“Is your feature ready for QA” checklist
So you’ve finally finished a feature, cleaned up the code, opened a pull request…only to have a QA engineer come up to you with “Umm, have you tried this on whatever device here like tablet/old API/new API?”. Has this ever happened to you? It sure has with me and my colleagues and if you’re not a perfect developer (are there?) this might have happened to you too. So this inspired me to write a checklist that you should go through before opening a pull request. By the way, if you haven’t seen it yet, Github has introduced the draft pull requests now, so you can open one for review, but not merging. I think it’s a pretty cool and useful thing exactly for such case: when all together the feature and logic is final, but you just need to check those business things.
I’m writing from an Android developers perspective, but I think this can be easily translated to other fields like iOS/Web too.
The checklist
- This may seem obvious, but important nevertheless. Configuration changes: if you support portrait and landscape mode, make sure your new feature also supports it.
- Languages. This can be a pain if your app supports many languages, but it should work with short/long texts and special characters.
- API’s are great because of their evolution and mission to simplify developers life, but they can also be the reason for a lot of trouble since back compatibility should sometimes (a lot of times) be handled explicitly. Moreover, newer API’s are more concerned with security issues than their older brothers, so stuff that works on API 23 may not on API 28. And API 19. So make sure all of them get their piece of cake.

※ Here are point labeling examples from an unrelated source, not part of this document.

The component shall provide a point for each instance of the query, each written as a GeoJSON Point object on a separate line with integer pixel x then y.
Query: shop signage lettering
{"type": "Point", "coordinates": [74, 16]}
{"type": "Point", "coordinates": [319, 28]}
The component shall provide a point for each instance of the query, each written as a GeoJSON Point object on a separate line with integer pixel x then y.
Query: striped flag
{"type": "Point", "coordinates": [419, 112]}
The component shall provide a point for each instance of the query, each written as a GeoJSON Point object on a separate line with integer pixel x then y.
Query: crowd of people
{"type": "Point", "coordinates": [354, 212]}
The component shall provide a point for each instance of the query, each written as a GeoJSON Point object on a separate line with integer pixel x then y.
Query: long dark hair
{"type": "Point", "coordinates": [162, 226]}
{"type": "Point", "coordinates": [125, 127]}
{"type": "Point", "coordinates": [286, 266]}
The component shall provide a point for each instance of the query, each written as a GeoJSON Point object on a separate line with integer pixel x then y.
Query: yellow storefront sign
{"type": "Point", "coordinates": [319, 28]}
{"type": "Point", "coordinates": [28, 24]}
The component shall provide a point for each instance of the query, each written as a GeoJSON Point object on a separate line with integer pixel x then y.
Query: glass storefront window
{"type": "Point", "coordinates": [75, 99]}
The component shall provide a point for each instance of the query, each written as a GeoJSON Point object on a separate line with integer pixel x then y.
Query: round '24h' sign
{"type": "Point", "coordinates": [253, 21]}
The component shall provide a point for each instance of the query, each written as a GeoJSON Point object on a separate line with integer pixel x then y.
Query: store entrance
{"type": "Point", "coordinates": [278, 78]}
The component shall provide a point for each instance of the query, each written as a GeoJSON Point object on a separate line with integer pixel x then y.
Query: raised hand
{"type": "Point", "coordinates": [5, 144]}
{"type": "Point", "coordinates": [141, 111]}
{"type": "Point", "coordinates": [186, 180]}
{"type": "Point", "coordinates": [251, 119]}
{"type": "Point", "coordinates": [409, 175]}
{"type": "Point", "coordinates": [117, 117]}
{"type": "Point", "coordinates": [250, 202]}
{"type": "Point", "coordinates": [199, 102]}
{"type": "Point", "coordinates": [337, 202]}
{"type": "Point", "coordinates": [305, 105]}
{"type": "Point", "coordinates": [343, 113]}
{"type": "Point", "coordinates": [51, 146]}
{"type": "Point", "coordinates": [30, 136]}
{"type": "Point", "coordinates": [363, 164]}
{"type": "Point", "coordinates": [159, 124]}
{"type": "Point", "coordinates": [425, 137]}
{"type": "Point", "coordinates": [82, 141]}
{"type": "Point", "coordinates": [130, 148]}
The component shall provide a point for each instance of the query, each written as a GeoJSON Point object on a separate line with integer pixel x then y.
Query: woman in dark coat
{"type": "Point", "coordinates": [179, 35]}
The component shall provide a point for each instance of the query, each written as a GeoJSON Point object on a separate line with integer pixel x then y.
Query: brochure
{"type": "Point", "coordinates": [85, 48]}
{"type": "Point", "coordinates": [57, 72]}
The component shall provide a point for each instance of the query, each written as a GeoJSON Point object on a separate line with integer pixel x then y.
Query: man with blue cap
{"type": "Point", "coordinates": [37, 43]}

- A smart world it is. Tablets, TV’s, watches should never be left out if they're part of your app’s family. They too want the feature, and if they don’t, they should at least not break because of it.
- Next in line are screens with different densities. LDPI, XXHDPI, you know the drill. What looks good on one may not on the other and vice versa.

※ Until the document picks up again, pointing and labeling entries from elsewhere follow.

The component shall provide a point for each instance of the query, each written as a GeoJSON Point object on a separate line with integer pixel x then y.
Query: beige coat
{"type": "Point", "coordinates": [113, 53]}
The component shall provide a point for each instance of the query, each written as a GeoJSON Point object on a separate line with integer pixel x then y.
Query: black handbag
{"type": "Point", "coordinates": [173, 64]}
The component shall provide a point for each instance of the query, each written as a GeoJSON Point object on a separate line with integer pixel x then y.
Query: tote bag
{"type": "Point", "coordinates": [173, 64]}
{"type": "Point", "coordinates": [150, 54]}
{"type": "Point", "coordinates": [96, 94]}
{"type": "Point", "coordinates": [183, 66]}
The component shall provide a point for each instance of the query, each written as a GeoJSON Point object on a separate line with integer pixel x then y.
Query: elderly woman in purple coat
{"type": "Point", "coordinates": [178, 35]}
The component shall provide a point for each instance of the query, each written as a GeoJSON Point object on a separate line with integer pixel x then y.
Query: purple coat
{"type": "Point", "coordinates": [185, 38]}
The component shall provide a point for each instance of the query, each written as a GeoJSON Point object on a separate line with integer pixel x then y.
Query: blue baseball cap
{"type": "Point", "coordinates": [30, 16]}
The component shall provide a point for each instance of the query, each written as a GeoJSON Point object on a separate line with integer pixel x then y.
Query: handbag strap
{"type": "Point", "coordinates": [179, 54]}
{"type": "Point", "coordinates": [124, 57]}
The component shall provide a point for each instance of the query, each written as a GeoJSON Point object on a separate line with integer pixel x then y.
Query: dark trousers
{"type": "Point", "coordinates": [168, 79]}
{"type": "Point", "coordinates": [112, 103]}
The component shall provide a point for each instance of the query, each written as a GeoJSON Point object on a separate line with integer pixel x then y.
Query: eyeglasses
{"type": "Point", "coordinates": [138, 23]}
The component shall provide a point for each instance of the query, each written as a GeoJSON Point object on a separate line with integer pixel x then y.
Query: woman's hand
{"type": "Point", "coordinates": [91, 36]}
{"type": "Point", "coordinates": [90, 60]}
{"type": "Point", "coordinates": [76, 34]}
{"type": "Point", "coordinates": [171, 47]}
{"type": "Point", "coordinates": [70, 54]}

- Staging/production or any other flavours you have that support your new feature or bug fix.
- Same for your build configs, debug/release, check with your obfuscate etc.
- You should also run all of your lint/code formatting tools and fix the things they complain about.
- If you’re a good girl/boy, you write your unit tests and you don’t break the other unit tests and you should, of course, run them too.
- The best solution for the last couple of points is, obviously, CI, so if you have it configured (and you should have), then it will do the job of checking for you just in case you forgot.
- I guess that’s it from my side and if you have other points to add, I’ll be happy to do so. Happy merging!
I guess that’s it from my side and if you have other points to add, I’ll be happy to do so. Happy merging!